A convivência requer disposição para o diálogo
A convivência pacífica pressupõe que ambas as partes estejam dispostas a dialogar, quando são revelados pontos de vista diferentes. Se uma das partes insiste em sua posição e não está disposta a reconsiderá-la, ou se quer impor seus próprios interesses, com todos os meios à sua disposição, o diálogo não é possível. O diálogo pressupõe que se esteja fundamentalmente disposto a questionar a minha própria posição e, se necessário, mudá-la. Se não houver vontade de mudar, desde o início, ou se a própria posição for baseada na teimosia, o diálogo não pode levar a um resultado consensual. Em certo sentido, o diálogo requer uma certa abnegação. Se eu entro em um diálogo, apenas para convencer a outra pessoa de minha posição, e, ao mesmo tempo, me recuso desde o princípio a me convencer de uma posição diferente, então estou tornando em vão o diálogo, que deveria ser fundamentalmente aberto.
O diálogo requer tentar entender o que move o outro
O diálogo pressupõe também a disponibilidade para se escutar mutuamente. Eu escuto o que a outra pessoa tem a dizer, sem interromper. Se não entendo alguma coisa, pergunto. Deixo que o outro me explique como pensa. Ao fazer isso, não apenas assimilo os argumentos, mas tento perceber o que move a outra pessoa: suas experiências, seus sentimentos, sua história.
Não é incomum que as posições estejam marcadas por seus próprios antecedentes inabaláveis, que sejam sustentados por argumentos verdadeiros. Se eu não levar a sério a preocupação pessoal de meu interlocutor, não consigo entender sua posição. Diálogo significa não apenas ouvir o outro, mas também tentar compreendê-lo.
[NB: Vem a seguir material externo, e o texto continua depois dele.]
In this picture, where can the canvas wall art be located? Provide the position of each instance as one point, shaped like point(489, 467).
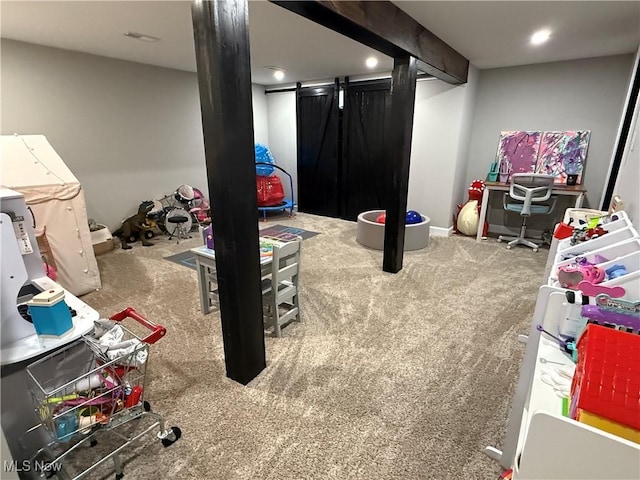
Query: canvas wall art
point(518, 152)
point(563, 153)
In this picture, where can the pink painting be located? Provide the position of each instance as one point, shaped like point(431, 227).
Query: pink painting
point(517, 152)
point(563, 153)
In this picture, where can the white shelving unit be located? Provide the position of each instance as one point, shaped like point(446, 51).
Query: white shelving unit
point(541, 444)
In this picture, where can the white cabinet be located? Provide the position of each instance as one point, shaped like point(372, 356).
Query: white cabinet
point(540, 443)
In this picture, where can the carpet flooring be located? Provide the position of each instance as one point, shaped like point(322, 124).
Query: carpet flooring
point(404, 376)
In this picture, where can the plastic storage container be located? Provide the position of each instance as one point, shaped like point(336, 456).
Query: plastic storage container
point(50, 313)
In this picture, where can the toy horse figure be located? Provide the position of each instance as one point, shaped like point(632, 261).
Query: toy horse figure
point(466, 221)
point(135, 226)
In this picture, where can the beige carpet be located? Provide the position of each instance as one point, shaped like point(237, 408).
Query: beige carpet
point(404, 376)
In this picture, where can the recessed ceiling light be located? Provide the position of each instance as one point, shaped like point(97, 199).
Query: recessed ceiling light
point(142, 37)
point(540, 37)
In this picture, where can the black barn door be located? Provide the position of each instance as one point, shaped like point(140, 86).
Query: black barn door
point(365, 168)
point(318, 153)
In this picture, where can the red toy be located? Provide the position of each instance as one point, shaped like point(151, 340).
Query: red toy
point(605, 391)
point(475, 191)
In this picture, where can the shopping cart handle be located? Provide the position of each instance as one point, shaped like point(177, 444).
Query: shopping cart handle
point(157, 331)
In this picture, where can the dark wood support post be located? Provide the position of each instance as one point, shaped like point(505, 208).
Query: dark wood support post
point(403, 93)
point(221, 38)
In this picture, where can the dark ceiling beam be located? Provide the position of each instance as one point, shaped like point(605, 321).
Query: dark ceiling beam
point(383, 26)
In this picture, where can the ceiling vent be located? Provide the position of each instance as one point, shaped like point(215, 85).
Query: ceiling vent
point(142, 37)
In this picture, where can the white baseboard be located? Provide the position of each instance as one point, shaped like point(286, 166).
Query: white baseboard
point(440, 231)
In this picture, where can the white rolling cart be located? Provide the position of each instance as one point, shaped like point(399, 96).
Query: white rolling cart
point(540, 443)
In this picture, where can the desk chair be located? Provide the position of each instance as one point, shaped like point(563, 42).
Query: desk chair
point(280, 292)
point(528, 195)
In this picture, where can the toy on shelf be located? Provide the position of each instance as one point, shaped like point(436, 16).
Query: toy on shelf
point(613, 312)
point(466, 221)
point(605, 391)
point(570, 276)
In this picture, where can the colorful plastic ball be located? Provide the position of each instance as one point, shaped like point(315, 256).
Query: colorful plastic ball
point(412, 217)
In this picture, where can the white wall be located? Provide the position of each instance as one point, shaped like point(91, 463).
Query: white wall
point(129, 132)
point(260, 118)
point(281, 108)
point(626, 185)
point(583, 94)
point(439, 148)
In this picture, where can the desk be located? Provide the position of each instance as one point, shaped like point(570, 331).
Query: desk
point(206, 265)
point(577, 191)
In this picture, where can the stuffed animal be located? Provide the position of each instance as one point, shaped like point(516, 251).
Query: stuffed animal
point(466, 221)
point(135, 226)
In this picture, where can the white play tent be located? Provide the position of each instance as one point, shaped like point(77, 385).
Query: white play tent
point(32, 167)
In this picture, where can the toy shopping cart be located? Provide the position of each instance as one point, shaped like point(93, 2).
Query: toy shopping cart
point(92, 386)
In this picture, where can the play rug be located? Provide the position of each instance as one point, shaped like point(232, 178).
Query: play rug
point(278, 232)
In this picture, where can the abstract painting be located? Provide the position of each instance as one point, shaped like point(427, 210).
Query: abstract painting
point(518, 152)
point(563, 153)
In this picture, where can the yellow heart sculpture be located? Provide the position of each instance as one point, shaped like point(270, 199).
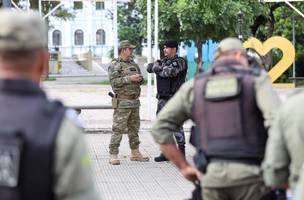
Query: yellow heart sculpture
point(281, 43)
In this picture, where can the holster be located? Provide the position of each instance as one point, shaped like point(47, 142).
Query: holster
point(277, 194)
point(200, 158)
point(114, 102)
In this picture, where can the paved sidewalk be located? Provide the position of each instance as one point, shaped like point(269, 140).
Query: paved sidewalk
point(130, 180)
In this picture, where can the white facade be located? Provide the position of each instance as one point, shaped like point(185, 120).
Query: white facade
point(92, 28)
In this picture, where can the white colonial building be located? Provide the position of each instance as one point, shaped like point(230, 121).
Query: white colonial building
point(91, 29)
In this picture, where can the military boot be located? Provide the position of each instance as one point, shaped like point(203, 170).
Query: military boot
point(114, 159)
point(182, 149)
point(137, 156)
point(160, 158)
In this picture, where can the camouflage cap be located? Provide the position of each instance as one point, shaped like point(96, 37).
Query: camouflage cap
point(21, 30)
point(126, 44)
point(229, 44)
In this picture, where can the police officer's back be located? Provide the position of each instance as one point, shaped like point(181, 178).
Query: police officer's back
point(42, 151)
point(232, 107)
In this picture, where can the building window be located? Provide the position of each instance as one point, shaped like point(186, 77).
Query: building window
point(56, 38)
point(78, 5)
point(78, 37)
point(100, 37)
point(99, 5)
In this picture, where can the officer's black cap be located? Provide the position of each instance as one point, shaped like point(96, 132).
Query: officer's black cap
point(171, 44)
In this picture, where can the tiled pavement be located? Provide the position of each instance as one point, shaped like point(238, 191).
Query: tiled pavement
point(130, 180)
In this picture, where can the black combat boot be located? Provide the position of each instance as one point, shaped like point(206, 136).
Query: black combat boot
point(160, 158)
point(182, 149)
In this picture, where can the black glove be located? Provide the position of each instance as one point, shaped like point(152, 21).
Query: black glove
point(157, 67)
Para dialogar não devemos avaliar imediatamente
Isso significa que não avalio imediatamente o que a outra pessoa me diz, especialmente, não condeno imediatamente do ponto de vista moral, mas primeiro absorvo tudo. Uma vez feito um julgamento, pelo menos algumas possibilidades são descartadas. Quanto mais firme for o julgamento, menor será a chance de se chegar a um resultado comum. Há também o perigo de eu me colocar como juiz sobre o outro, mas, sem levar em conta que também não estou isento de falhas.
Ao mesmo tempo, tenho que dar à outra pessoa a chance de me entender. Isso requer uma certa abertura da minha parte. Se não digo nada sobre mim ao outro ou se apenas revelo parte da minha posição, privo-o da possibilidade de me entender. Se os interlocutores não se entenderem, será difícil chegar a um resultado que satisfaça a ambos.
Criando um espaço de confiança
O pré-requisito para esta abertura é a confiança mútua. Quanto menos confiança houver, menos permitirei que minhas cartas sejam vistas, porque quero me proteger de que se aproveitem de mim. A desconfiança significa que eu não tenho certeza que a outra pessoa é honesta comigo. Mas, se um dos interlocutores desconfia, também é impossível que o outro tenha confiança. É por isso que, para que haja um verdadeiro diálogo, primeiro temos que construir a confiança entre nós. Quanto melhor nos entendermos, em um diálogo, tanto mais próximos estaremos.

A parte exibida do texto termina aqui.